Intervenne in quel momento la signora Dupont, la bidella della scuola.
-   Cosa state facendo, monelli? – il linguaggio della signora era un pò antiquato, come il suo aspetto.
-   Ci hanno aggredito – disse il capo dei bulli – ha visto anche lei. Una bella sospensione non gliela leva nessuno, vero?
-   Pargolo, la mia mente non è appannata come tu credi. Ho visto tutto dal principio. Questi due ragazzi sono stati provocati per molto tempo da voi, la colpa è sicuramente del vostro gruppo. Inoltre, erano solo due contro tutti voi. Se qualcuno deve essere sospeso, siete voi sobillatori. Fate attenzione: se questi due studenti avranno guai a causa vostra, mi assicurerò personalmente che il nostro bravo preside provveda ad applicare lo stesso strumento punitivo a vostro carico.
-   Sentito? – chiese ironico Alphonse.
-   Quanto a voi due – continuò la bidella – chiedete scusa immediatamente. Avete superato i limiti.
-   Mmm... - cercò di rispondere Alphonse, ma la mano di Marcel gli chiudeva la bocca.
-   Certamente, ha ragione signora. Vi chiediamo scusa per l'incidente. – Disse pronto Marcel.
-   Scusa? – chiese Alphonse.
-   Ha sbagliato l'intonazione, ma voleva chiedere scusa, vero? – domandò la Dupont
-   Certamente, signora – Marcel rispose per l'amico.
-   Bene.

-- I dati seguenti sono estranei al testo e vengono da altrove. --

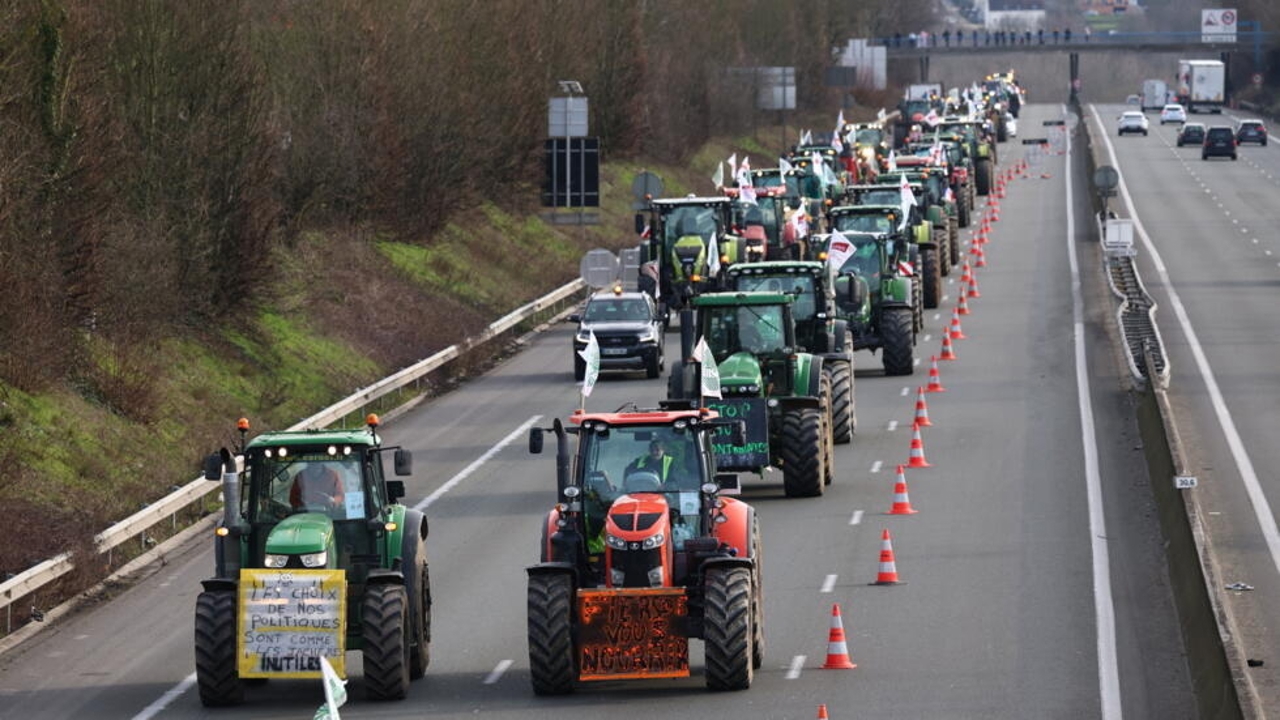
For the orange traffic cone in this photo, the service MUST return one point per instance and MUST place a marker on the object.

Ora – disse la signora spegnendo il sorriso di scherno che era apparso sul viso dei bulli – chiedete scusa anche voi.
I bulli si scusarono a denti stretti e la guerra fu sospesa, per il momento.
La campana decretò il rientro in classe.
Alla fine delle lezioni Marcel ed Alphonse uscirono insieme dalla classe, pensierosi.

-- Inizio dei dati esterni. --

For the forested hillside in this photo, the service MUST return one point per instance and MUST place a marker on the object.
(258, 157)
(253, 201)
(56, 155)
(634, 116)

-   Quando ci pescano ce la fanno sicuramente pagare – disse Alphonse quando furono accanto alle biciclette.
-   Se ci pescano da soli, senz'altro. Ma se siamo insieme, stai sicuro che per qualche tempo ci lasceranno in pace. Hanno capito la lezione. – disse Marcel
-   Quale lezione? – domandò Alphonse.
-   Beh, sanno che insieme sappiamo difenderci. Certo, un grande aiuto ce lo ha dato il fattore sorpresa.
-   Il fattore sorpresa?
-   Certamente. Non si aspettavano che in due li attaccassimo.
-   Veramente, non me lo aspettavo neanche io. Io sono partito perché mi dispiaceva che ti trattassero così. Sei in gamba a scuola, il migliore. E anche a calcio sai giocare molto bene. Sei solo un pò minuto.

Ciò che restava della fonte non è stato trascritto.